We may just see things differently on the issue. Sportsmanship, I think, was originally your arguement. It wasn't mine, but I followed along with your line of reasoning. IMO, sportsmanship comes from the individual and can't truely be legislated, so at this point, I don't see how it connects well with the issue of doping in professional cycling. Ideally, if all riders showed good sportsmanship, there wouldn't be a need for WADA labs, OoC testing, or officials of nearly any kind. Publisize a race, the course, and a start time - let the race happen and the first to finish is the winner. I'm pretty sure that wouldn't work too well, but it's a nice dream.

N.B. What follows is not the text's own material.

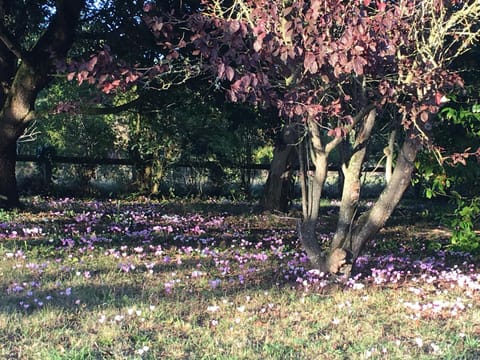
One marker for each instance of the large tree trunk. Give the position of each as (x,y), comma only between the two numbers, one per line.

As a former athlete who was subject to occasional drug testing and also was subject to drug testing in my professional life after athletics, I would have appreciated the check and balance afforded riders from CSC and Slipstream with regard to the testing process. Even though I didn't have a problem with the tests, I was never happy with the testing agencies having the near final say on my results if I were to register a false positive.

I, and most athletes, did not/do not have the resources to fight back in the manner that Floyd has been able to. I doubt Floyd would be in the position he now finds himself in had his team has a CSC/Slipstream esque testing program in place.

I don't buy into the notion that those programs are set up to beat the official in competition or OoC tests. From a rational cost/benefit approach, it makes much more sense to me that they were put into place to protect the teams' investment in their riders and in the teams' reputations against unfounded, incorrect, false, or malicious allegations of doping. Those kinds of things, true or false, can put a team out of business and leave its employees looking for work.

jrdbutcher said...

Read Rant's Blog noted in Tuesday's Roundup above. Some of the same thoughts. He's a much better writer than me.